Mas, além dos queijos, seu grande orgulho é o quintal e pomar ao lado da casa. “Veja só que beleza essa flor, a maior do Brasil”, aponta o suíço para uma espécie de planta trepadeira com uma grande flor conhecida popularmente como “Papo de Peru” (Aristolocjia gigantea), também popular devido às propriedades medicinais. Depois leva o visitante ao cafezal, com os galhos repletos das frutinhas vermelhas. Todos os pés de frutas foram plantados com uma perfeição geométrica e o gramado está bem cortado. “Experimente agora as tangerinas”, oferece. Com o dedo, mostra ainda os pés de gariroba, carambola, acerola, caqui ou maracujá.

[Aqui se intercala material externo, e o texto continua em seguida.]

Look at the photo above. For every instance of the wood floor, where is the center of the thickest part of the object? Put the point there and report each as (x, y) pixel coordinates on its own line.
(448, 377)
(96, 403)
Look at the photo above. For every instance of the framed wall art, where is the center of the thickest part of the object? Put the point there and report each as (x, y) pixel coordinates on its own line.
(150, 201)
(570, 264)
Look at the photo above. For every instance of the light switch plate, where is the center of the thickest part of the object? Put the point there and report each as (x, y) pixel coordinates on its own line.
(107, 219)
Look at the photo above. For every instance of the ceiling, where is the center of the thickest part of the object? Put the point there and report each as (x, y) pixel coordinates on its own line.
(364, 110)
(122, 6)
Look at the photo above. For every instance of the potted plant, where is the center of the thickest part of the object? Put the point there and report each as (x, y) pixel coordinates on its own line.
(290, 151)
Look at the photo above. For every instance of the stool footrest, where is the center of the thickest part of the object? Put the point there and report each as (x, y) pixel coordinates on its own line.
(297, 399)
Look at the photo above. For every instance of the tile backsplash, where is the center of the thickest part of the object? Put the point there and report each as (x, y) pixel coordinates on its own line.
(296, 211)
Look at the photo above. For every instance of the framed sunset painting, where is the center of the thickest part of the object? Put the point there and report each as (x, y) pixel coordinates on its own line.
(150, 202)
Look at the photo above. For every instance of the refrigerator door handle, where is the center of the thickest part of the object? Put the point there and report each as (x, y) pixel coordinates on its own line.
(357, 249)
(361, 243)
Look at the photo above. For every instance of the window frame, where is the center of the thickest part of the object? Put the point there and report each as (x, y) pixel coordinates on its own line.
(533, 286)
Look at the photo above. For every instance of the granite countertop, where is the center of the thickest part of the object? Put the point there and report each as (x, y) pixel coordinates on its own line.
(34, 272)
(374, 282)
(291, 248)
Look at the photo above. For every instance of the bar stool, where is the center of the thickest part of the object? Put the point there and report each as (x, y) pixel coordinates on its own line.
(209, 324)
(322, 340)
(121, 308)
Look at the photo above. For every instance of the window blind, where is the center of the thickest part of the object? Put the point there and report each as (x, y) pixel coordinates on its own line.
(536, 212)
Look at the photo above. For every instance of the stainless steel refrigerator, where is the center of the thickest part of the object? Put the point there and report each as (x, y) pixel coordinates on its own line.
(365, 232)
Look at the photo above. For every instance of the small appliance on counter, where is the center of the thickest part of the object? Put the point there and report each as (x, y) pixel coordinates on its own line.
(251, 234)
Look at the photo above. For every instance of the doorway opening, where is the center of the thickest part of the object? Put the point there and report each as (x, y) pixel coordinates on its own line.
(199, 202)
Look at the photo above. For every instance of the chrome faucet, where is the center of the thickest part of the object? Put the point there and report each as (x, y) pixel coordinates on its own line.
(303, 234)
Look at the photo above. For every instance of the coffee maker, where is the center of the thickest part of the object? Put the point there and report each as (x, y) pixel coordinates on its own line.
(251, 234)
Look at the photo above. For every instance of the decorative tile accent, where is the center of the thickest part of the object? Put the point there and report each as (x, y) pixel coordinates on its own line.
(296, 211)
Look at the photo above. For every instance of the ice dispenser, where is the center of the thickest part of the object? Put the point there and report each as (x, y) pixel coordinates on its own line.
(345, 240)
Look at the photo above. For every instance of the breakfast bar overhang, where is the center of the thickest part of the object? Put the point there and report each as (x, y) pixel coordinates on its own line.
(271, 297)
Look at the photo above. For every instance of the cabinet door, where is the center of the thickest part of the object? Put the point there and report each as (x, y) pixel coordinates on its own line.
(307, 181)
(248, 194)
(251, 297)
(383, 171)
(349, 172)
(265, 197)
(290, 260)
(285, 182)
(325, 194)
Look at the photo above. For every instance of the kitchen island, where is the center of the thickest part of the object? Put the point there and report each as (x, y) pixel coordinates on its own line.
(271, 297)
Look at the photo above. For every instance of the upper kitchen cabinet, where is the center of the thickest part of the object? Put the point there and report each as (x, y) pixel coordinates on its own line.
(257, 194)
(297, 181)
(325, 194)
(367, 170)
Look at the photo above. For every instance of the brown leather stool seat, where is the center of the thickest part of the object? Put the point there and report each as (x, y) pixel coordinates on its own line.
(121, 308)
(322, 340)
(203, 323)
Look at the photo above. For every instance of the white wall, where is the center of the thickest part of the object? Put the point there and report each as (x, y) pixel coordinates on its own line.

Gaehwiler está convencido que não existe outro país no mundo melhor para viver. Ele sente um pouco falta dos Alpes ou da neve, mas se apaixonou pela natureza tropical. Seus filhos já passaram uma temporada na Suíça, mas terminaram retornando mais cedo, pois sentiam falta de casa. Os dois cresceram quase no mato, onde vivem antas, capivaras, seriemas ou queixadas. Lucas mostra até o pequeno criadouro de cobras, seu animal preferido. “Essa é uma das mais bonitas”, diz, segurando uma jiboia na mão.

Durante a Copa do Mundo, Gaehwiler receberá vários familiares em casa. Eles compraram ingressos para assistir o primeiro jogo da seleção suíça em Brasília, em 15 de junho. Para alguns será a primeira vez no Brasil. Questionado sobre o time que irá torcer, o queijeiro considera que estará feliz com qualquer resultado. Mas após cortar um pedaço de tomme e oferecê-lo às visitas, mostra que o patriotismo é com o próprio trabalho. “Até os suíços dizem que meu queijo é melhor do que os suíços”.